Rotmann gave an introductory talk about the non-violent principles of XR, their mass-mobilising philosophy (“hope dies, action begins”) and the state of the world to come: “Shit is just starting to kick off”. The climate is not warming, but heating. We got all the facts and numbers. “A dying ocean is a nightmare we cannot fathom”, especially in this coastal country and with climate refugees from the pacific islands. No Elon Musk is going to come and whisk us away. “The clock has gone past 12.” She wiped away tears. So did I. 

I thought of Paraparaumu beach where I had walked that morning in the early sunshine, watching birds, water lapping on the sand and shells.  And of my sons – one now a vegetarian, the other one sure that he will never have children. “Dr Sea”, as everyone called her, closed her laptop. “Thank you for sharing your grief. I love you.”

I also saw wet eyes in Wellington when the mourning brigade in red robes and white faces appeared there. One of the performers, decorated as Mother Earth, nursed her baby while she stood on the steps of Parliament, looking straight out of Wearable Arts. It was powerful, heart-breaking – and stylish. The XR newsletter uses similar images and emotive language: “compassion; awareness; courage”, “We’re a movement unlike any other”, “you’re not alone in this”. 

Apocalyptic scenarios, group intensity and woke jargon – this is also cult material which was discussed in July at the annual International Cultic Studies Association (ICSA) conference. Cult researcher Yuval Laor from Colorado has researched the nature of fervour for his PhD and upcoming book, “The Religious Ape”. What I took away from his lecture was that being in a cult – or a “high-demand group”, as is the preferred term among experts – works similar to falling in love: an awe-induced state of limerence that opens us to exploitation, coercion or manipulation. 

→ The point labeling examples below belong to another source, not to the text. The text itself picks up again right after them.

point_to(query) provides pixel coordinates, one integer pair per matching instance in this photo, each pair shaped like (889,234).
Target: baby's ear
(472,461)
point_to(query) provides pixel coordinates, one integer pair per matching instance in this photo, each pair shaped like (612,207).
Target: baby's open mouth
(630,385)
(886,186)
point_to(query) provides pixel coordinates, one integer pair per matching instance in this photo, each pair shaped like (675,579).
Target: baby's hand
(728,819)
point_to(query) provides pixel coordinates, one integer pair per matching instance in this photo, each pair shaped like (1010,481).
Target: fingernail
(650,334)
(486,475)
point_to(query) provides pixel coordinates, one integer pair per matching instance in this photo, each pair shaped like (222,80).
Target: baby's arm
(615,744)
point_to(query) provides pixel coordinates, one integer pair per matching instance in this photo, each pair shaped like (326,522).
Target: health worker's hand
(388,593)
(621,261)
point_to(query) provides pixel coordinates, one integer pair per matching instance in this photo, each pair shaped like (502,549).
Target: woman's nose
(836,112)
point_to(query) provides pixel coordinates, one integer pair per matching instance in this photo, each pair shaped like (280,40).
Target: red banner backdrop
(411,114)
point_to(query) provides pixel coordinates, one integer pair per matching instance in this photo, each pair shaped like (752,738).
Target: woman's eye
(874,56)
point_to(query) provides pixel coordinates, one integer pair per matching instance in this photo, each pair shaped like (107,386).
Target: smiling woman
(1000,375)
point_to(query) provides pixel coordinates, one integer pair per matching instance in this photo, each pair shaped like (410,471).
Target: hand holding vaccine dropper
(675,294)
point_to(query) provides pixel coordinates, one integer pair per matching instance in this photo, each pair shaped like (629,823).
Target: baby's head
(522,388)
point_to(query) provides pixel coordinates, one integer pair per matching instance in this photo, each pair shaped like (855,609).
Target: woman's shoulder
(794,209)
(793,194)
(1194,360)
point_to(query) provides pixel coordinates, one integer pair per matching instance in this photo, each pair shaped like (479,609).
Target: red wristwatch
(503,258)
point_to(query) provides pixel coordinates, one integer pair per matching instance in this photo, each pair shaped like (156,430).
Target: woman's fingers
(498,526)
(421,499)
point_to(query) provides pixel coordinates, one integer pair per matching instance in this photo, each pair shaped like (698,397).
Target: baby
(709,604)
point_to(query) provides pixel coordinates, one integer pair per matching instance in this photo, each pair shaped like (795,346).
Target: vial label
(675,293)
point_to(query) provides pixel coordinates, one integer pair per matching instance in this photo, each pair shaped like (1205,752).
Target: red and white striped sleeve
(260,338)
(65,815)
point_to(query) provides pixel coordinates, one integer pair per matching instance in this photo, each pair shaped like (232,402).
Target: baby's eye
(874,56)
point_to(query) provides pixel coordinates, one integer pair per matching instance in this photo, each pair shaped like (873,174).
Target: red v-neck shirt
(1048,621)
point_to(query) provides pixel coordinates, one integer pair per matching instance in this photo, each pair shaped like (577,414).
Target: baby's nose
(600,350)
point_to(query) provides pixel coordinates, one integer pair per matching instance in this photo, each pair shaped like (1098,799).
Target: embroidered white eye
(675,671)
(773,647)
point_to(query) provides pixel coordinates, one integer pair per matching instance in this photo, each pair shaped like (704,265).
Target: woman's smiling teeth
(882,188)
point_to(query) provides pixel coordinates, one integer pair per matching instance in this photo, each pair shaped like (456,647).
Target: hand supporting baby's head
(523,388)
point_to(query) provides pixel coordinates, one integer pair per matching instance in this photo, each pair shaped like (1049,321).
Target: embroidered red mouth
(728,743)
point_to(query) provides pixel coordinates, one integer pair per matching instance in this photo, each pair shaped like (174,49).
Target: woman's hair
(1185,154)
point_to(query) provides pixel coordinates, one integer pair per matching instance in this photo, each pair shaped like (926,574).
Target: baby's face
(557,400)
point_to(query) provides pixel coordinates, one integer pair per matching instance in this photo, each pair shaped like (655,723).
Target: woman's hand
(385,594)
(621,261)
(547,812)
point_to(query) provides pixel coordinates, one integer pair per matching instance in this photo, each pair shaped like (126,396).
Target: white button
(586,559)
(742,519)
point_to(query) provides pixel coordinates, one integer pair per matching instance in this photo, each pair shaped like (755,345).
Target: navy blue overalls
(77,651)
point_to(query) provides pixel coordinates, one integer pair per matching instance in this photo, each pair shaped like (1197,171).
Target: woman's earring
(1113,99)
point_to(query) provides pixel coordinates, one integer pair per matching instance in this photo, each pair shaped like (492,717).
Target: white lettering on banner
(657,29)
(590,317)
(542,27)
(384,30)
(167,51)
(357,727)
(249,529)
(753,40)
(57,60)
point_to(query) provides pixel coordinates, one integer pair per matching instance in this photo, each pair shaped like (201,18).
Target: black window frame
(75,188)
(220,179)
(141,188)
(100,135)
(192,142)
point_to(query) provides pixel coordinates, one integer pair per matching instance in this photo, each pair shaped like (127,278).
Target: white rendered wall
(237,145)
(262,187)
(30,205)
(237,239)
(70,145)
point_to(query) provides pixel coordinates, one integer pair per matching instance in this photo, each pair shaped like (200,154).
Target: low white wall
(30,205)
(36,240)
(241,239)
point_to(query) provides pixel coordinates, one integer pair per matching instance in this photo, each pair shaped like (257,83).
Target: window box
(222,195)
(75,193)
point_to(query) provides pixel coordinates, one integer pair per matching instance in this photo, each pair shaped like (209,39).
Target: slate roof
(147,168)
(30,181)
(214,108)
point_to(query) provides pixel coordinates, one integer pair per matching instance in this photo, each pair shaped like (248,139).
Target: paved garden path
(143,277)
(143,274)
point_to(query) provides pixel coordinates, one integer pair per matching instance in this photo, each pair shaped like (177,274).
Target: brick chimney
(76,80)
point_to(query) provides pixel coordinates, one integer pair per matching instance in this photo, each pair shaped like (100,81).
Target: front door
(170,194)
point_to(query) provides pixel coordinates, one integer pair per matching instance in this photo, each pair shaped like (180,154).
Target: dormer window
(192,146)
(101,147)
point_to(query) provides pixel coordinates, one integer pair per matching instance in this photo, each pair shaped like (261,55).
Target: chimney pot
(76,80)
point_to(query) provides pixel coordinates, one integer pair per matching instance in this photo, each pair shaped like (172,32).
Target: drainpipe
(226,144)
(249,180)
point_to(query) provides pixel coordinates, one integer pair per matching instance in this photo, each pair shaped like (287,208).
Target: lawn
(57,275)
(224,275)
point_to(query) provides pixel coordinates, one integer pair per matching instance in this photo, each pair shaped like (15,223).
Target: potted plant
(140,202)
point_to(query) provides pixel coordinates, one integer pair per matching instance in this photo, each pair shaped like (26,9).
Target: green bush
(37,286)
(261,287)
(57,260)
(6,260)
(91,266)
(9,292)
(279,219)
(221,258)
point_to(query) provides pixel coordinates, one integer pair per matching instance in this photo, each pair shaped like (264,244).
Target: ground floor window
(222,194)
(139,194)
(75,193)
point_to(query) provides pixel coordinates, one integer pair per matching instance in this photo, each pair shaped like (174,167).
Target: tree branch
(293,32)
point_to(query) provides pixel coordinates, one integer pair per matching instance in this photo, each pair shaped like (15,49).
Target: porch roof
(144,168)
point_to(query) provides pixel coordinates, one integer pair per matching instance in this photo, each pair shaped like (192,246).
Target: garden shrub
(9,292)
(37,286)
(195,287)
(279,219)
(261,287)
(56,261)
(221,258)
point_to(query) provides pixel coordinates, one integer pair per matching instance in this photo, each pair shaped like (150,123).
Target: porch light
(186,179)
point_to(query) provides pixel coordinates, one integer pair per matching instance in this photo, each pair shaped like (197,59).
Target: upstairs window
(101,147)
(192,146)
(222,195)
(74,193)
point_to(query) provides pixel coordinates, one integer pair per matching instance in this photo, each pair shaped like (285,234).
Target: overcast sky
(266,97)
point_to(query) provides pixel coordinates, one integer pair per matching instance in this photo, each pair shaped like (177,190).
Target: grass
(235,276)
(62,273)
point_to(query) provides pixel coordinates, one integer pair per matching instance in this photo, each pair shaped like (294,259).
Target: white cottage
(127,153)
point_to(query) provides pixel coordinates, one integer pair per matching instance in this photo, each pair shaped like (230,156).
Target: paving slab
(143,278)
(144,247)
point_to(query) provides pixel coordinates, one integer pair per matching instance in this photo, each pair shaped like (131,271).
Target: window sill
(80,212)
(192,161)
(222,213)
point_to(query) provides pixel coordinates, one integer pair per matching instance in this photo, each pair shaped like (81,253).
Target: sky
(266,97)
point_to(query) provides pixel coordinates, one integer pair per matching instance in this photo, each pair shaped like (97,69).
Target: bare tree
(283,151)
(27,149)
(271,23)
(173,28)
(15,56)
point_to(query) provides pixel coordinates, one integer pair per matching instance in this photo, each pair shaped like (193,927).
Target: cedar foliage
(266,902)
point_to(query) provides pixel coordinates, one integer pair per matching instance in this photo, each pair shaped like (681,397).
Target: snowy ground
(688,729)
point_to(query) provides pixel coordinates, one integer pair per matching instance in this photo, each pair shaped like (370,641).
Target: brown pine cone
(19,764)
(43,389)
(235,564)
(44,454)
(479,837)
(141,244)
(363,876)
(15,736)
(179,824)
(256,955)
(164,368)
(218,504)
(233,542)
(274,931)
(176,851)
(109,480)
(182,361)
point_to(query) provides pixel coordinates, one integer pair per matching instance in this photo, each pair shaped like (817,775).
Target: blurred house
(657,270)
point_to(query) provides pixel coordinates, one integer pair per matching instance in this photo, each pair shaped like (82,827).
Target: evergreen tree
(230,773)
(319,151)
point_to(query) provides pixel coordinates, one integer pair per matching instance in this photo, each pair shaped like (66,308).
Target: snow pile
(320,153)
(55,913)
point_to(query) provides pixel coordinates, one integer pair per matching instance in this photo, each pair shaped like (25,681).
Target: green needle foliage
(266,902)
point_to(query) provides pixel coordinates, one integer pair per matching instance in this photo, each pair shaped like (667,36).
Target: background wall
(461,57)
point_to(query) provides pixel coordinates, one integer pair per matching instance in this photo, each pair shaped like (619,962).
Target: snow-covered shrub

How does Laor see XR in the cultish context? Are the XR rebels inducing fervour by sharing grief, riding the trauma wave together and pulling in celebrities like Michael Stipe and Keira Knightley? Yes, he says, but fervour is neither good or bad in itself. “Cults, by definition, are bad, but there are positive groups that resemble cults.” He mentions the French underground resistance in WWII as an example. “Inducing awe is a good way to influence people. When the situation is dire, it would be negligent not to use awe to inspire people to change.” 

Bestselling writer Jonathan Safran Foer says in his new book We Are the Weather that we know about the climate catastrophe, but we don’t believe what’s coming – similar to his Jewish family in Poland. Everyone in the village knew in 1941 what the Nazis were up to, but only his grandmother felt terror, packed her things and fled. The others thought that things would turn out okay somehow. They were all killed. 

Extinction Rebellion is based on hard science but works with emotions. That’s not cultish but smart.